И всё шло хорошо, но недолго. До тех пор, пока нам не попался дежурный офицер. И не просто дежурный, а дежурный по столовой. Он из санчасти выходил. А тут мы с вёдрами навстречу. А вёдра тяжёлые. Всяко еды в них больше, чем на шесть человек. Вот он и посмотрел. Ему не понравилось и то, что еды больше раза в два или три. И то, что еда слишком густая и питательная, и то что пропорции сильно нарушены… В общем, поесть то, что я принёс, я успел, а поспать – нет. Выперли меня из санчасти. Быстро и бесповоротно. А в личное дело вписали очередное нарушение.
Про более мелкие нарушения типа других, случайных нарушений связи не первой и не второй категории, не всегда правильное понимание линии партии, мелкие нарушения различных воинских уставов, несоблюдение субординации по отношению к прапорщикам, которых я не считал офицерами, и дерзкое отношение к некоторым офицерам я подробно не помню. Ни, когда это было, ни что это было и почему. Просто однажды зашёл в штаб, кажется в очередной раз был помощником дежурного по части, и зашёл к одногодке, который устроился писарем. Поболтали. Я спросил про личное дело, он показал.
Оказывается, я достаточно заметная личность, почти рецидивист. Все мои нарушения были аккуратно записаны.
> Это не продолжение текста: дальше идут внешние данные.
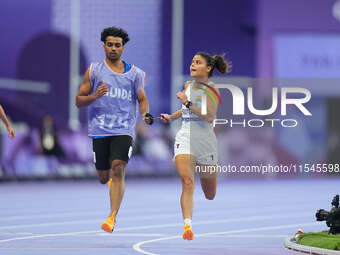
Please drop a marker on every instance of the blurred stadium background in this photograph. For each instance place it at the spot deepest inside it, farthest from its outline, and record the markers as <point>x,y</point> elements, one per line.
<point>46,46</point>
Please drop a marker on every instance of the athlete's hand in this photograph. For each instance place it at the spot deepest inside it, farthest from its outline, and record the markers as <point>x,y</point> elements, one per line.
<point>101,90</point>
<point>166,118</point>
<point>182,96</point>
<point>11,133</point>
<point>148,118</point>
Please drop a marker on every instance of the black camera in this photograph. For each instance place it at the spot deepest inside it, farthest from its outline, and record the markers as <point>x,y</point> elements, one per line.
<point>332,217</point>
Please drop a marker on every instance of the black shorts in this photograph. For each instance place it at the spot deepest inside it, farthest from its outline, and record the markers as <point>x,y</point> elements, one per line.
<point>109,148</point>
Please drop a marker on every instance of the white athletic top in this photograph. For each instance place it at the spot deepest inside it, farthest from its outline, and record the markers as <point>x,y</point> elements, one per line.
<point>191,121</point>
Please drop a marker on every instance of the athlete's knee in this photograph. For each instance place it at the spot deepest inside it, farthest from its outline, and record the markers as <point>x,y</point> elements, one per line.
<point>103,179</point>
<point>187,182</point>
<point>118,171</point>
<point>210,195</point>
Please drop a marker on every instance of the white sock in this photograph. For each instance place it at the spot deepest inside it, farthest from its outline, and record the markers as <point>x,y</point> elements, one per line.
<point>187,221</point>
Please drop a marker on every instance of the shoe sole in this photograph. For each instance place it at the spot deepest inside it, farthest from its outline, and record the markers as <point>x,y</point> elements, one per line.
<point>188,235</point>
<point>107,227</point>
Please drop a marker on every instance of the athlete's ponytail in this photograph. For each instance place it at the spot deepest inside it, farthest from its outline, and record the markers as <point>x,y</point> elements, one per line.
<point>216,61</point>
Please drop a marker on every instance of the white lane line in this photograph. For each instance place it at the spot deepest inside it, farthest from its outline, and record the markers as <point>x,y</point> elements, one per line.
<point>252,236</point>
<point>129,234</point>
<point>15,233</point>
<point>244,219</point>
<point>249,218</point>
<point>137,246</point>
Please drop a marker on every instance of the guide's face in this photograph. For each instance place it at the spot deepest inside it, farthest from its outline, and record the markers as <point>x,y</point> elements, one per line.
<point>113,48</point>
<point>199,68</point>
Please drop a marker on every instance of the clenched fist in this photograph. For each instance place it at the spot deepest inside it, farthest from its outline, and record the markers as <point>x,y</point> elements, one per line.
<point>101,90</point>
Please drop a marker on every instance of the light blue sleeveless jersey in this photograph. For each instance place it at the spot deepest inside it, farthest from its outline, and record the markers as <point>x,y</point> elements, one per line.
<point>116,112</point>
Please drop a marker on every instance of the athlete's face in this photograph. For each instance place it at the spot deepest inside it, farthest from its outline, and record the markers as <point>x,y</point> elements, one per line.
<point>113,48</point>
<point>199,68</point>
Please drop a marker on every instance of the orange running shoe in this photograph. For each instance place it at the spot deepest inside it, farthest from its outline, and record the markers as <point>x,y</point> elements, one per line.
<point>109,182</point>
<point>109,225</point>
<point>188,234</point>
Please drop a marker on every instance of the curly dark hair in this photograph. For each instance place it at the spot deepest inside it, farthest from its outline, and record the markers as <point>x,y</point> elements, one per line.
<point>116,32</point>
<point>216,61</point>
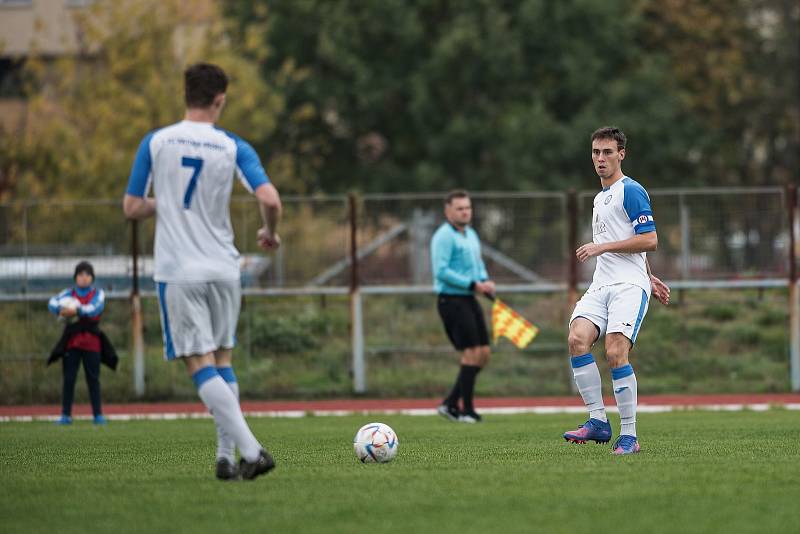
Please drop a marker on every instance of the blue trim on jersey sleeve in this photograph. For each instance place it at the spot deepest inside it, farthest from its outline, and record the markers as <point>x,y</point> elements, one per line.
<point>142,165</point>
<point>636,204</point>
<point>248,163</point>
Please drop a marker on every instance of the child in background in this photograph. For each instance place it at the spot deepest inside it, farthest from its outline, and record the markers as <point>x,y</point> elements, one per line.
<point>85,303</point>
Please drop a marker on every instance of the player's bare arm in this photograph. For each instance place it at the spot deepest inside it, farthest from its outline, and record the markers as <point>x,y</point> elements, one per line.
<point>647,242</point>
<point>138,207</point>
<point>269,204</point>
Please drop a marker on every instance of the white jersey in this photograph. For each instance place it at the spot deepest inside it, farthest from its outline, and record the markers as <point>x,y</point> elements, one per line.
<point>620,212</point>
<point>191,166</point>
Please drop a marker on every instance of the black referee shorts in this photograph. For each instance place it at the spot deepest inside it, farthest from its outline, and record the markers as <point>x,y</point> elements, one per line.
<point>463,321</point>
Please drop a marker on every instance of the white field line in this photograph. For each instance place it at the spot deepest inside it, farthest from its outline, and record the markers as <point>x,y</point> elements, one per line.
<point>510,410</point>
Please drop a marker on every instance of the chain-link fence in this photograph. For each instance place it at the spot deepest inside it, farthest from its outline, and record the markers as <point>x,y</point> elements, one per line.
<point>295,333</point>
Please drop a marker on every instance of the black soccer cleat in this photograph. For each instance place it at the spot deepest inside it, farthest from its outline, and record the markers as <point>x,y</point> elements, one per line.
<point>250,470</point>
<point>448,411</point>
<point>226,470</point>
<point>470,417</point>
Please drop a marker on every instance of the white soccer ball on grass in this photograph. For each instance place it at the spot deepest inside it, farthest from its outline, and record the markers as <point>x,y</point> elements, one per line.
<point>375,443</point>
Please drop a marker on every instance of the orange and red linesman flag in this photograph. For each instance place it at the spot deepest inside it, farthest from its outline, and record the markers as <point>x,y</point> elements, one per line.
<point>506,322</point>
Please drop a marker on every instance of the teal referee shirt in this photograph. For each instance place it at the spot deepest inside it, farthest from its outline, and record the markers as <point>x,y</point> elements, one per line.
<point>456,260</point>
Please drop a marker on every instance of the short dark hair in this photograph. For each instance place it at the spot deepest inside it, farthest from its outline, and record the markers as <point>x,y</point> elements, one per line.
<point>202,83</point>
<point>455,193</point>
<point>611,132</point>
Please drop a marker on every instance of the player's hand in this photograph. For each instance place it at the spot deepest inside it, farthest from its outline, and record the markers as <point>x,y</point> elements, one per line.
<point>660,290</point>
<point>486,287</point>
<point>267,240</point>
<point>589,250</point>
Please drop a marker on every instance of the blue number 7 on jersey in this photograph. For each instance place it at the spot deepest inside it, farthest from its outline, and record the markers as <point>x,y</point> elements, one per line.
<point>197,165</point>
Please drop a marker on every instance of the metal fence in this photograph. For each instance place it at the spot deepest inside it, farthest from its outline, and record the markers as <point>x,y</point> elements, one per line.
<point>356,256</point>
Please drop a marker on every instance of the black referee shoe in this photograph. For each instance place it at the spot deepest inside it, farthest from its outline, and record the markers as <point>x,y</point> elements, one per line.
<point>250,470</point>
<point>448,411</point>
<point>226,470</point>
<point>470,417</point>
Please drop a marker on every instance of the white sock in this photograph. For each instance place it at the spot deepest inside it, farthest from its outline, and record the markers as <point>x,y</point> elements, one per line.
<point>222,403</point>
<point>587,378</point>
<point>226,448</point>
<point>624,382</point>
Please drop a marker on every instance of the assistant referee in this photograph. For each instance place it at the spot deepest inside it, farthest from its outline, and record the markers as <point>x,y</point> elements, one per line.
<point>458,273</point>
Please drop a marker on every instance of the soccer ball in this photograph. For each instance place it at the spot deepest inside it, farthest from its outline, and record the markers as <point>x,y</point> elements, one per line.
<point>69,302</point>
<point>375,443</point>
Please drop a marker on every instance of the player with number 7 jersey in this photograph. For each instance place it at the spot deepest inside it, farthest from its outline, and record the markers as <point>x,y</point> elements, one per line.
<point>190,167</point>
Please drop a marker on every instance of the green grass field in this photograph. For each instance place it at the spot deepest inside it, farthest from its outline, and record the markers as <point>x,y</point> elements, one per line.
<point>698,472</point>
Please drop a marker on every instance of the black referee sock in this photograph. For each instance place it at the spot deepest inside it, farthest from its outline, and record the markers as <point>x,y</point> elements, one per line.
<point>455,393</point>
<point>467,376</point>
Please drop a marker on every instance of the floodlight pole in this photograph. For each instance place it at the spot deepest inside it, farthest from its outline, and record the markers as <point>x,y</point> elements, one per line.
<point>356,314</point>
<point>137,325</point>
<point>794,298</point>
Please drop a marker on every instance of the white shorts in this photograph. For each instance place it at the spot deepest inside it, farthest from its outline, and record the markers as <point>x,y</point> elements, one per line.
<point>198,317</point>
<point>615,308</point>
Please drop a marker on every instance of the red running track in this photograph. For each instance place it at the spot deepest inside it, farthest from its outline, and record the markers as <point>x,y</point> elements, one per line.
<point>381,405</point>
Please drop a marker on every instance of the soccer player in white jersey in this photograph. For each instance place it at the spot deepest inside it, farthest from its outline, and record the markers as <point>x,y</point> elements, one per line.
<point>623,231</point>
<point>191,166</point>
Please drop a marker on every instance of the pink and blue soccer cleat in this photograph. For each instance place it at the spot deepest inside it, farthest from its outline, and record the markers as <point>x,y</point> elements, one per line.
<point>592,430</point>
<point>625,445</point>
Надеюсь, что все, потому что записей было много. А если не все, то тогда получается, что я, вместо того чтобы служить, почти всё время что ни будь нарушал. Но личное дело не только немного заставило задуматься о поведении, но и порадовало – все взыскания, кроме последнего, были сняты! Последнее я как раз и отрабатывал.
А вот здесь особого разнообразия моих геройств и подвигов не было. Взыскания снимались за хорошую строевую подготовку и отличное исполнение строевой песни. Спасибо ротный, потому что взыскивали кто не попадя, а снимал взыскания командир. Шагал я так себе, лучше, чем косолапый Никита, но значительно хуже ротного. Зато мог заставить хорошо шагать смену. Даже Никиту. А с пением, строевых песен, было ещё хуже. Я отличался тем, что на фоне моего голоса, все остальные могли почувствовать себя Шаляпиными. Вспомнился анекдот про то как отец, глядя в табель сына, полный троек и двоек, вдруг видит пятёрку. Единственную пятёрку. За пение. И с возмущением восклицает: «Он ещё и поёт!». Да, мы ещё и пели.